Eine Liste mit den Namen von 71 Personen befinde sich im Innenministerium, bestätigte auch ein Sprecher des Ressorts. In der Votivkirche selbst hätten an die 15 Personen übernachtet, die Caritas sprach von etwa 30. Mit der Überprüfung des Verfahrensstandes und der Möglichkeit einer Wiederaufnahme in die Grundversorgung möglich sei, hat das Ministerium Sonntagfrüh begonnen. In jenen Fällen, wo dies nicht möglich ist, werde man nach einer gemeinsamen Lösung mit der Caritas suchen, betonten beide Seiten.

"Sie fühlen sich in der Kirche geschützt"
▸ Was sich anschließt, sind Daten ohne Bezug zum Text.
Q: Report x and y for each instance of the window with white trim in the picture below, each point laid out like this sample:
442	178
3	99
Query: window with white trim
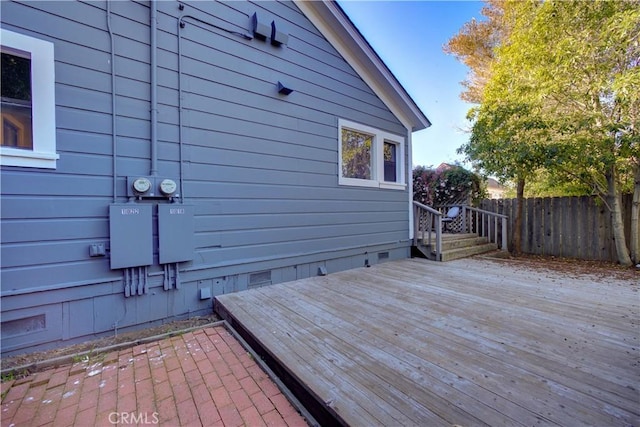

Die von der Caritas eingerichtete Notunterkunft samt Transport dorthin ist von den Flüchtlingen vorerst nicht angenommen worden. "Sie wollen die Einzelfallprüfung abwarten und fühlen sich in der Kirche besser geschützt", so der Caritas-Sprecher. Dort sei es jedenfalls "bitterkalt", man habe die Asylwerber aber rund um die Uhr betreut. "Die Flüchtlinge sind ziemlich verzweifelt." Auch erste Androhungen von Hungerstreiks habe es bereits gegeben, hieß es vonseiten der Hilfsorganisation. "Das macht uns als Caritas große Sorgen."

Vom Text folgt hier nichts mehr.